Building FlavorAI: From Fridge Photo to Recipe with AWS Bedrock

The Problem Worth Solving

The classic "what do I cook tonight" problem. You open the fridge, stare at it for a few seconds, and close it again. Nothing inspiring. You have ingredients, but you can't quite bridge the gap between "things in my fridge" and "an actual meal."

I wanted to build something that closed that gap in the laziest possible way: take a photo of your ingredients, get a recipe back. No typing, no ingredient lists, no searching. Just point your camera and go.

That's FlavorAI. And building it turned out to be a genuinely interesting exercise in multi-modal AI, prompt engineering, and how the AWS Bedrock API handles different input types.

The Architecture

The app is a single Python file with two main stages:

Ingredient detection — send an image or video to a vision model, get back a structured list of ingredients with quantities.
Recipe generation — send the ingredient list to a language model, get back a full recipe with nutrition info and steps.

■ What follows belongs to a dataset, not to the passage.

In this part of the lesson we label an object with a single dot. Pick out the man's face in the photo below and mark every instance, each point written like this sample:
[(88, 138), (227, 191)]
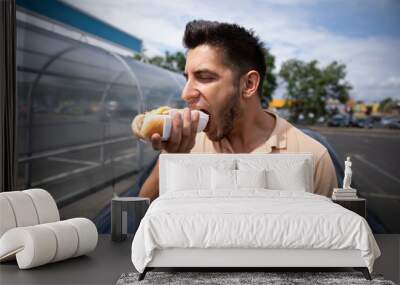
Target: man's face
[(212, 87)]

Both stages run on AWS Bedrock, using Amazon's Nova model family. The frontend is a Gradio app with two tabs — one for images, one for videos. The whole thing is containerised with Docker.

STACK

Python · AWS Bedrock (Amazon Nova) · Gradio · Docker · boto3

Stage 1: Ingredient Detection with Nova Vision

The first call goes to amazon.nova-pro-v1:0 — the most capable model in the Nova family and the right choice for vision tasks that need detailed extraction.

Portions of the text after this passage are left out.